Optimizing Dynamic Neural Networks with Brainstorm
- Weihao Cui ,
- Zhenhua Han ,
- Lingji Ouyang ,
- Yichuan Wang ,
- Ningxin Zheng ,
- Lingxiao Ma ,
- Yuqing Yang ,
- Fan Yang ,
- Jilong Xue ,
- Lili Qiu ,
- Lidong Zhou ,
- Quan Chen ,
- Haisheng Tan ,
- Minyi Guo
OSDI'23 |
Dynamic neural networks (NNs), which can adapt sparsely activated sub-networks to inputs during inference, have shown significant advantages over static ones in terms of accuracy, computational efficiency, and adaptiveness. However, existing deep learning frameworks and compilers mainly focus on optimizing static NNs with deterministic execution, missing optimization opportunities brought by non-uniform distribution of activation in dynamic NNs. The key to optimizing dynamic NNs is the traceability of how data are dynamically dispatched to different paths at inference. Such dynamism often happens at sub-tensor level (e.g., conditional dispatching tokens of a tensor), thus hard for existing tensor-centric frameworks to trace due to misaligned expression granularity.

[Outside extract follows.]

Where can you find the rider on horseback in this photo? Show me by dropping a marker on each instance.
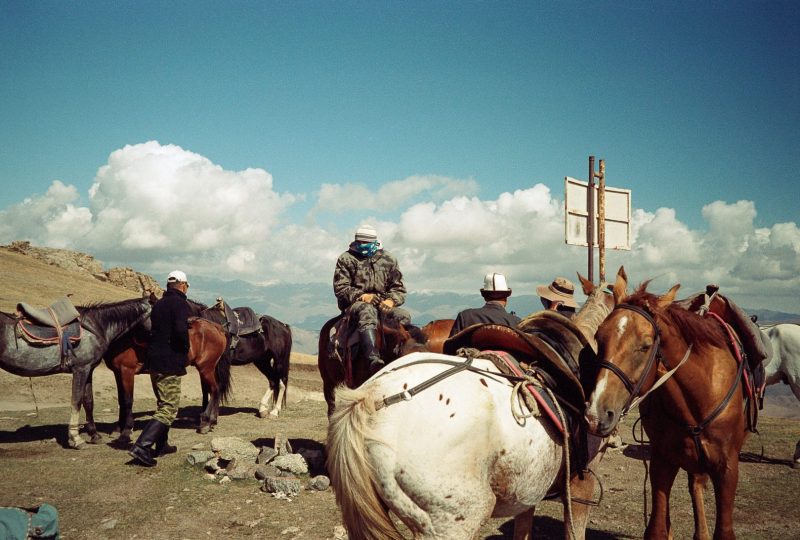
(367, 278)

In this paper, we present Brainstorm, a deep learning framework for optimizing dynamic NNs, which bridges the gap by unifying how dynamism should be expressed. Brainstorm proposes (1) Cell, the key data abstraction that lets model developers express the data granularity where dynamism exists, and (2) Router, a unified interface to let model developers express how Cells should be dynamically dispatched. Brainstorm handles efficient execution of routing actions. This design allows Brainstorm to collect profiles of fine-grained dataflow at the correct granularity. The traceability further opens up a new space of dynamic optimization for dynamic NNs to specialize their execution to the runtime dynamism distribution. Extensive evaluations show Brainstorm brings up to 11.7× speedup (3.29× on average) or leads to 42% less memory consumption for popular dynamic neural networks with the proposed dynamic optimizations.